Quanto la timidezza del personaggio di Riccardo ti appartiene davvero?

Io mi identifico moltissimo in Riccardo sotto questo aspetto. Perché sono un ragazzo molto timido. L’ho sempre detto e continuo a esserlo. Anche io, come lui, ho cercato di usare i social nello stesso modo. Ma continuo a pensare che la vecchia maniera sia il modo migliore. Soprattutto per relazionarsi con gli altri.

Uno degli aspetti interessanti in questo corto, è che si parla di un bel ragazzo che, nonostante questo, sembra non trovare strumenti per far colpo su una ragazza. Lo vivi davvero.

Purtroppo è proprio così. Fa parte di me. Della mia timidezza.

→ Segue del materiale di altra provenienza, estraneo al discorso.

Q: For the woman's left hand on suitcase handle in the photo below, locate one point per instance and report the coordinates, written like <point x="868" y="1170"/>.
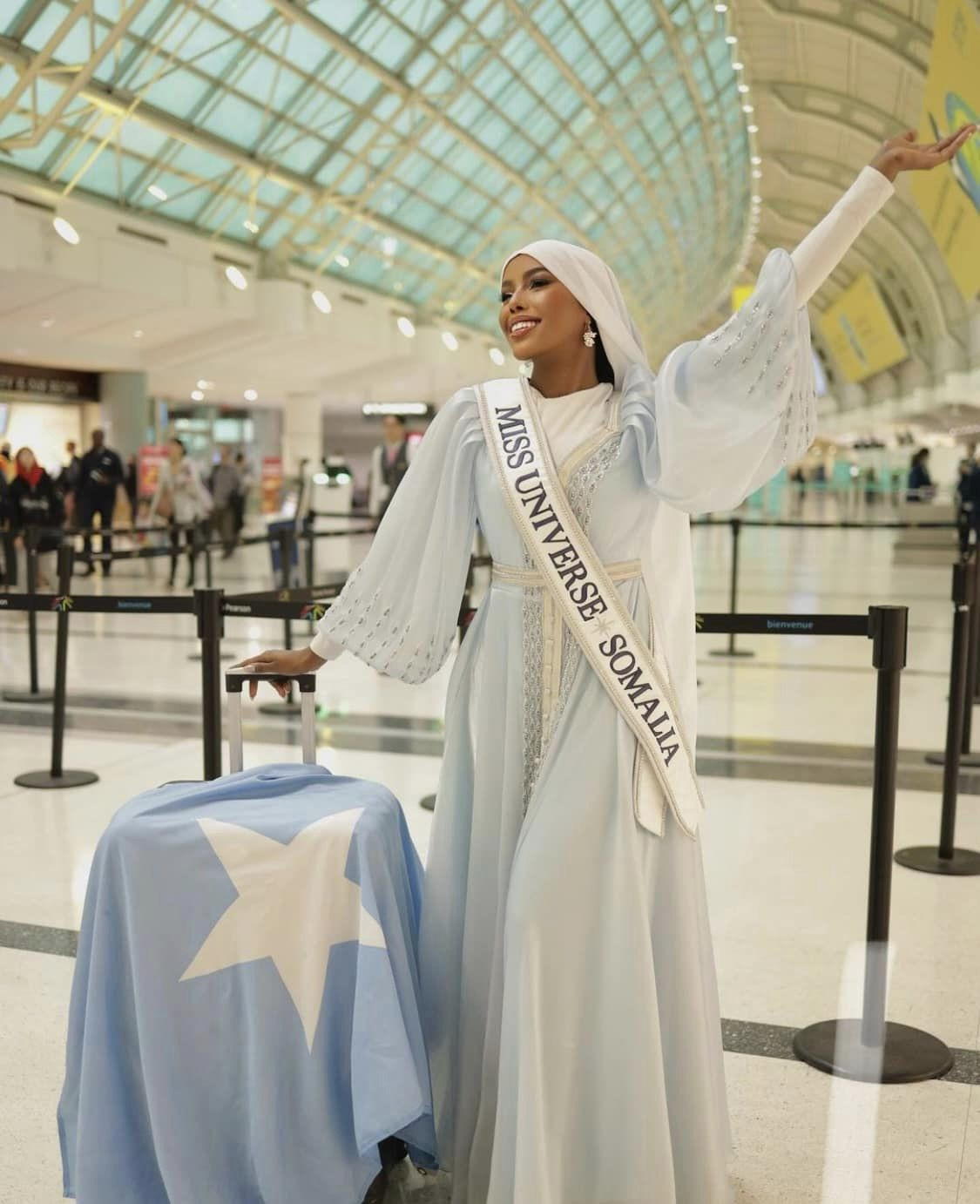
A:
<point x="288" y="662"/>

Ma è in noi che dobbiamo trovare gli strumenti per affrontarla. Non sui social.

La timidezza e la difficoltà di relazionarsi agli altri sono elementi che ritroviamo spesso nei personaggi che hai interpretato. Ti spaventa il contatto con il pubblico?

Molto. Mi spaventa un sacco. La paura di parlare in pubblico è una cosa con cui devo imparare a confrontarmi. Però mi piace poter arrivare a tante persone. Ma ho ancora timore ad esporre troppo di me. Ho paura di non essere d’accordo con tutti e che molti possano non esserlo con me. Ma fa parte anche questo del gioco.

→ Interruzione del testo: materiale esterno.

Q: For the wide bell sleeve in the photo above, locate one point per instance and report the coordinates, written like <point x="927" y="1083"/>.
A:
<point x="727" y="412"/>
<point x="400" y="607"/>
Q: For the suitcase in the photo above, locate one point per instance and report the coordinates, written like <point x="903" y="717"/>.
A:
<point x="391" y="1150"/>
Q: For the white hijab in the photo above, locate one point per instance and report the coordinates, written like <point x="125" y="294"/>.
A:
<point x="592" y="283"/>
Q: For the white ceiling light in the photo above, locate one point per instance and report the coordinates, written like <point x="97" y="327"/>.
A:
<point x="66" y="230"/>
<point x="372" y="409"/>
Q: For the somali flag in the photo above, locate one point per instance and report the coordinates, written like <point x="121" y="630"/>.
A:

Ricordiamo che, nonostante già una prolifica carriera – partita da Glassboy di Samuele Rossi (che trovate su PrimeVideo), che passa per il cortometraggio 101% e che culminerà con la sua prossima partecipazione al film Il ragazzo dai pantaloni rosa per la regia di Margherita Ferri – Andrea Arru è un giovane attore di 17 anni. Che come tutti i suoi coetanei ha ancora tanto tempo per crescere, sia personalmente che professionalmente.

Questo il messaggio che crediamo debba arrivare ai ragazzi dopo aver visto 101%: non affidatevi troppo all’algoritmo e non smettete mai di credere in voi stessi.